1977 was the summer of crowd-pleasers like Star Wars and Smokey and the Bandit so contemporaneous reviews for Argento’s audacious party-crasher leaned toward the dismissive. But the film found a few grudging admirers; the New York Times’ Janet Maslin missed the point while at the same time nailing it: “… (Argento’s) distorted camera angles and crazy lighting turn out to be much more memorable than the carnage.”

More critics lined up behind New York magazine’s John Simon (whose opinions, suggested Norman Mailer, were “as predictable as a head waiter’s.”) Simon characterized the film as “a horror movie that is a horror of a movie, where no one or nothing makes sense: not one plot element, psychological reaction, minor character, piece of dialogue, or ambience.” If the late Simon could have seen the Blu ray release of Argento’s classic, even he might have had second thoughts.

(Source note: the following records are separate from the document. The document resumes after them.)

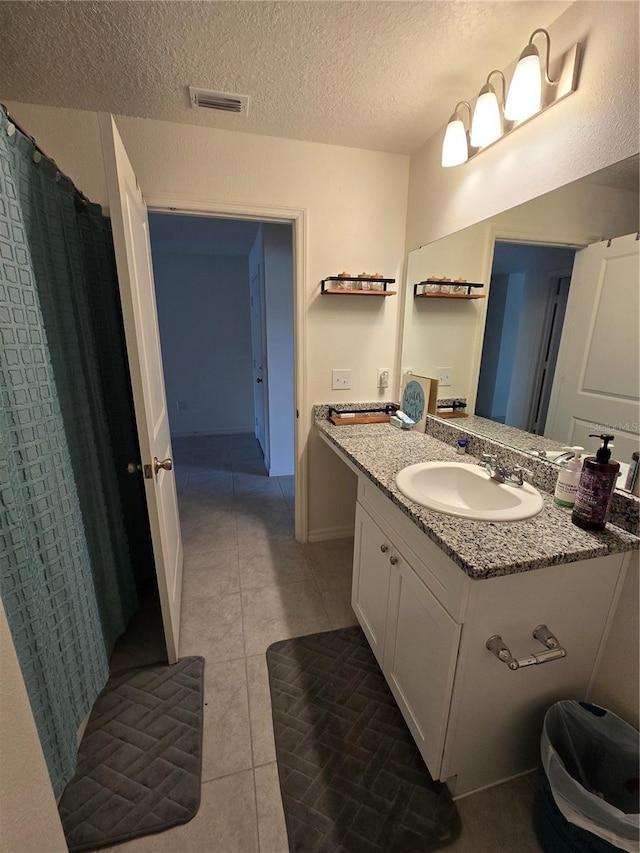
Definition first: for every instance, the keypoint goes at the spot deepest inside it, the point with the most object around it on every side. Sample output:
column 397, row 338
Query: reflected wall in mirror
column 552, row 351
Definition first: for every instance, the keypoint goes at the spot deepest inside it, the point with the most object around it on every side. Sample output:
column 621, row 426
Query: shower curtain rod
column 43, row 153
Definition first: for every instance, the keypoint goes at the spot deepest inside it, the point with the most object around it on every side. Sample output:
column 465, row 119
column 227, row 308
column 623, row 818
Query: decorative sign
column 419, row 398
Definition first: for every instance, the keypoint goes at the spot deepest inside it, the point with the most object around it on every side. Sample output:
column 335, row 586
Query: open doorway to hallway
column 224, row 291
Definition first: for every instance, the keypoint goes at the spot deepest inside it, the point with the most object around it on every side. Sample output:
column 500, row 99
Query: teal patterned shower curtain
column 66, row 574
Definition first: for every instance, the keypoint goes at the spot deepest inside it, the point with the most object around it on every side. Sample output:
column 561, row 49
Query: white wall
column 616, row 682
column 205, row 333
column 28, row 824
column 355, row 203
column 278, row 285
column 595, row 126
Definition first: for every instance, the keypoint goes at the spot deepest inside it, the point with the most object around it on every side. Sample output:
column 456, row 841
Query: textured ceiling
column 377, row 75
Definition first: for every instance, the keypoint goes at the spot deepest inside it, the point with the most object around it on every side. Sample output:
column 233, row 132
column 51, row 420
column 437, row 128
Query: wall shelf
column 428, row 295
column 332, row 290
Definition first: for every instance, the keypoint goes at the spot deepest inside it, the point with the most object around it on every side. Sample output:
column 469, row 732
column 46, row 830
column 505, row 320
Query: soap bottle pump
column 595, row 488
column 568, row 479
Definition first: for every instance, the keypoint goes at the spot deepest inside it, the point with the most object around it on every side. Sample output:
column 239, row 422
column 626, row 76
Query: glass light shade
column 486, row 126
column 455, row 149
column 525, row 91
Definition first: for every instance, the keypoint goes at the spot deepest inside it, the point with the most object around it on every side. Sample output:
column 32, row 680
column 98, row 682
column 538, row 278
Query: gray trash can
column 587, row 799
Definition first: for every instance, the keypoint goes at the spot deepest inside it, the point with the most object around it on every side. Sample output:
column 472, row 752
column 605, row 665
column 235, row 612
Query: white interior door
column 135, row 274
column 596, row 384
column 259, row 354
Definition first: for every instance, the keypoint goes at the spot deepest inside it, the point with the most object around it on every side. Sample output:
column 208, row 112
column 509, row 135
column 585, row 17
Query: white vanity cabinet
column 475, row 721
column 405, row 624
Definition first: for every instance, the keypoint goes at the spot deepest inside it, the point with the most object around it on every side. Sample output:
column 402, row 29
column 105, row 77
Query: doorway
column 525, row 313
column 224, row 292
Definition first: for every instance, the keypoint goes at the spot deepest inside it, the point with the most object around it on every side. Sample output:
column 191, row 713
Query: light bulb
column 455, row 148
column 525, row 91
column 486, row 126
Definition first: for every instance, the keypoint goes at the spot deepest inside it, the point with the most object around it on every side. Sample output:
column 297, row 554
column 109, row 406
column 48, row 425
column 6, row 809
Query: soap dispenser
column 568, row 479
column 595, row 489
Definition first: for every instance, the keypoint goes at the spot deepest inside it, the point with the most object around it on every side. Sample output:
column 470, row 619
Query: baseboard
column 326, row 533
column 199, row 433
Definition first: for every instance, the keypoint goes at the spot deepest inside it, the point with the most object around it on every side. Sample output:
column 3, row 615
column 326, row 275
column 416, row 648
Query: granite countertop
column 482, row 549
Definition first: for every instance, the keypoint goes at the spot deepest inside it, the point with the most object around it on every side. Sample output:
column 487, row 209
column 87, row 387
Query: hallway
column 247, row 584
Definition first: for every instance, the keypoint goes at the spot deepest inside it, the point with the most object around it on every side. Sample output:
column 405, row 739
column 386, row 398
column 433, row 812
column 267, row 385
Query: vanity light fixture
column 486, row 125
column 532, row 91
column 455, row 148
column 525, row 92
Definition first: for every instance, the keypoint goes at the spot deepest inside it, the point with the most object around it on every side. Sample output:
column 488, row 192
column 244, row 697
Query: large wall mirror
column 551, row 352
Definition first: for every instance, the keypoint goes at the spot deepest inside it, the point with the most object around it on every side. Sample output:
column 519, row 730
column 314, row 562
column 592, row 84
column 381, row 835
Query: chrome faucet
column 500, row 474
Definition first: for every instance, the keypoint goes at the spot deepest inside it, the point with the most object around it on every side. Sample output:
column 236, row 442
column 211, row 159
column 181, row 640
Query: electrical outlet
column 445, row 376
column 340, row 380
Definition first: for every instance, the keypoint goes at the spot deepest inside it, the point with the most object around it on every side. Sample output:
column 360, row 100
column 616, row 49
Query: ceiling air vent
column 222, row 101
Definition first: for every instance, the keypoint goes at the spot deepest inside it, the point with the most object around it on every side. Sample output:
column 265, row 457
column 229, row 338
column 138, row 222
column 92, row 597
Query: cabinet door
column 420, row 659
column 371, row 571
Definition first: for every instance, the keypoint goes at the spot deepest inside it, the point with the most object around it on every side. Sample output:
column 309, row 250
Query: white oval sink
column 467, row 491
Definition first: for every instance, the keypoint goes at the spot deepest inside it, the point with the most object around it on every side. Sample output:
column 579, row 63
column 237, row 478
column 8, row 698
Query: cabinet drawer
column 446, row 581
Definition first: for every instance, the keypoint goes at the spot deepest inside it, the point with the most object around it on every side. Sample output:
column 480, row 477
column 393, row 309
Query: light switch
column 445, row 376
column 341, row 380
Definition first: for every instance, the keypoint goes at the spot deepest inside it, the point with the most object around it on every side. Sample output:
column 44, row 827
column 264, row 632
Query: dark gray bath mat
column 140, row 759
column 351, row 777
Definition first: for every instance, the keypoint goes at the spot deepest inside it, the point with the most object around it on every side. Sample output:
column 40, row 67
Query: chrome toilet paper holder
column 554, row 651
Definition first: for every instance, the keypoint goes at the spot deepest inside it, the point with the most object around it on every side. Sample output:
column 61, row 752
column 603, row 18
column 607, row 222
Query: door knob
column 165, row 464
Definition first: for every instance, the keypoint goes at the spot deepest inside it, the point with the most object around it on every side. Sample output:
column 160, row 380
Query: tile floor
column 247, row 583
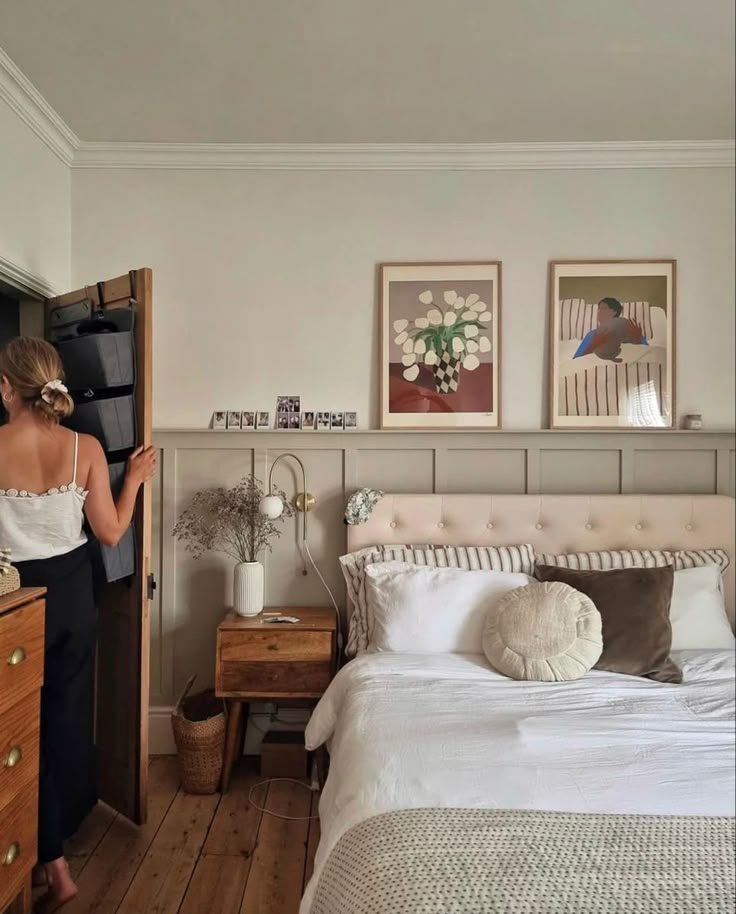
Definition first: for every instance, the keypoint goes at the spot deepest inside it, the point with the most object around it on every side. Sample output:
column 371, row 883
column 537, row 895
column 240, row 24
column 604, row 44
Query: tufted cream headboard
column 556, row 523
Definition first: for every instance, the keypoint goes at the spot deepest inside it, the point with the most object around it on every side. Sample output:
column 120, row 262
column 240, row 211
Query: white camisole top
column 43, row 526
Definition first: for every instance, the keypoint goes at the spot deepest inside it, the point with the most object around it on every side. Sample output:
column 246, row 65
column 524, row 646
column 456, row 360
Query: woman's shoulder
column 89, row 446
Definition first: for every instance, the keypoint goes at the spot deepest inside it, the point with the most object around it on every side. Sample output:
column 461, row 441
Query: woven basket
column 198, row 723
column 9, row 581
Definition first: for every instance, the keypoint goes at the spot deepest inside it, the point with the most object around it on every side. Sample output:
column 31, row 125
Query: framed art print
column 612, row 332
column 440, row 332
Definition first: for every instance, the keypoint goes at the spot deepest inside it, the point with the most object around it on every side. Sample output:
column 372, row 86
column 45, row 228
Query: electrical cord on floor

Synapse’s Blu ray, released just this March, has already gained justifiable fame as one of the most beautiful home video presentations yet produced—it’s gasp-inducing on more than one level. The two disc package arrives with the film on one disc and a plethora of extras on the second. They are, per Synapse:

A new 4K restoration of the original uncut, uncensored Italian 35mm camera negative exclusively done by Synapse Films, with color correction supervised and approved by Suspiria Director of Photography, Luciano Tovoli.

Original 4.0 1977 English language LCRS sound mix not heard since the theatrical release in 1977, presented in high-resolution DTS-HD MA 96kHz/24-bit audio, with newly-translated removable English SDH subtitles.

Italian 5.1 surround mix, with removable English subtitle translation.

Two audio commentaries by authors and Argento scholars, Derek Botelho, David Del Valle and Troy Howarth.

Do You Know Anything About Witches? – 30 minute SUSPIRIA visual essay written, edited and narrated by Michael Mackenzie.

Suzy in Nazi Germany – Featurette on the German locations from SUSPIRIA.

A Sigh from the Depths: 40 Years of Suspiria – All-new anniversary retrospective on the making of the film and its influence on cinema.

Olga s Story – Interview with star Barbara Magnolfi.

Original theatrical trailers, TV spots and radio spots.

“International Classics” English “Breathing Letters” opening credit sequence from U.S. release.

Alternate All-English opening and closing credits sequences, playable via seamless branching.

Reversible Cover Art created by Joel Robinson.